Preference Modeler — plain-language explainer

Preference Modeler turns "what do people actually care about" into a defensible number — collected through surveys built to resist guessing, aggregated only when enough people answered to keep anyone anonymous.

A People Analytics Toolbox component. Built to the portfolio Explainer Standard v1.0. Every claim below is grounded in the spoke's own code and contracts (src/spokes/preference-modeler/, contract 1.6.0); anything not yet built is marked (TBD).

1. What is it?

Preference Modeler is two things in one spoke: a survey engine that runs preference-elicitation instruments (not just rating scales but MaxDiff, conjoint, penny-allocation, paired comparison, and present-vs-future markers), and an aggregation engine that turns the raw responses into ranked preference weights with confidence intervals — gated so a result is never surfaced for a group too small to stay anonymous.

The job it does: answer "given a set of options, which ones do people actually value, by how much, and how sure are we?" — without letting respondents game the answer by saying everything is important, and without exposing any individual when the cohort is thin.

Visual — Tier A (real computed output). A present-vs-future run (the aggregatePresentFuture core, five raters across two dimensions):

POST /api/spokes/preference-modeler/present-future
→ byDimension: [
    { "dimensionId": "decision_speed", "label": "Decision speed",
      "avgPresent": 37.6, "avgFuture": 68.4, "changeIntent": 30.8,
      "stdDevPresent": 5, "stdDevFuture": 5.3, "raterCount": 5, "changeFlagged": true },
    { "dimensionId": "risk_appetite", "label": "Risk appetite",
      "avgPresent": 55, "avgFuture": 58.8, "changeIntent": 3.8,
      "stdDevPresent": 3.7, "stdDevFuture": 2.3, "raterCount": 5, "changeFlagged": false }
  ]

(Real output of the spoke's aggregatePresentFuture core on a five-rater illustrative scenario — see the worked example at the foot of this page.)

2. What problem does it solve — and why is it different?

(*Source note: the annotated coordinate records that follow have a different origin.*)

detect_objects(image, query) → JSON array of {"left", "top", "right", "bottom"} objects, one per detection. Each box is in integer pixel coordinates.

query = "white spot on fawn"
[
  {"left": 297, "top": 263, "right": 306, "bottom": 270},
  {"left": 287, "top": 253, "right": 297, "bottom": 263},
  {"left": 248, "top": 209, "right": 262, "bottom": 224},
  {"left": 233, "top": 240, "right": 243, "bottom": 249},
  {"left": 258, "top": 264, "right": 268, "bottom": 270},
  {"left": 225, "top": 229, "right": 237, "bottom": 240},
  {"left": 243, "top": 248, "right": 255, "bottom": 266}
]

The pain it removes: rating scales lie about priorities. Ask people to rate ten benefits one through five and almost everything comes back a four or a five — everyone says everything matters. You learn nothing about trade-offs, which is the only thing a decision-maker actually needs.

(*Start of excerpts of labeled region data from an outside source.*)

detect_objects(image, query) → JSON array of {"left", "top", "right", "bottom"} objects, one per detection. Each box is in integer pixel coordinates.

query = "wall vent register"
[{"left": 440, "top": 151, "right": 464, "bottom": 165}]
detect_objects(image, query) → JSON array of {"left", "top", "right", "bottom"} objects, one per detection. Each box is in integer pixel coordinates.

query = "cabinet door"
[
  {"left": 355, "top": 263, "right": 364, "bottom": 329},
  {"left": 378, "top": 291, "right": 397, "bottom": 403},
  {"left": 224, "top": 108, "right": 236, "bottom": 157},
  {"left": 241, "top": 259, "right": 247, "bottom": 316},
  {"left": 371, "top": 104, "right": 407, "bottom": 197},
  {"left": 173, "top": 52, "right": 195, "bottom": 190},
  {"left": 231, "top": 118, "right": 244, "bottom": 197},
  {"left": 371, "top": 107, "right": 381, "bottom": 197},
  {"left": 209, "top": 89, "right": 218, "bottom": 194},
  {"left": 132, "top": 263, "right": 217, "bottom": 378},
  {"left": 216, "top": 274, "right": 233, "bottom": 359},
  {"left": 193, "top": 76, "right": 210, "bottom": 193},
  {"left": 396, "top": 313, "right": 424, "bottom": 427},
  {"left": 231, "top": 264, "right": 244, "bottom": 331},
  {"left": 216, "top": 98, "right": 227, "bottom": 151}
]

The difference, stated as a shift:

FROM a stack of 1–5 ratings where every option scores "important," with no way to see what people would give up.
TO forced-choice instruments (best-worst, paired, fixed-budget allocation, choice tasks) that make trade-offs unavoidable, scored into a single ranked scale with uncertainty attached.

How it differs from the obvious substitutes:

vs. a generic survey tool (Qualtrics, Google Forms, etc.) — those collect the responses; they rarely design a balanced MaxDiff task set or fit a choice model. Preference Modeler owns the deterministic task-balancing and the scoring math (best-worst counting, penny totals, paired win-rates, and a multinomial-logit fit for conjoint), so the elicitation and the analysis are one contract, not a spreadsheet you stitch together afterward.
vs. doing it by hand — by hand, the anonymity gate is a manual judgment call that gets forgotten under deadline. Here it is enforced in code: a result for a cohort below the survey's minimumResponseThreshold returns { status: "blocked" }, never a number.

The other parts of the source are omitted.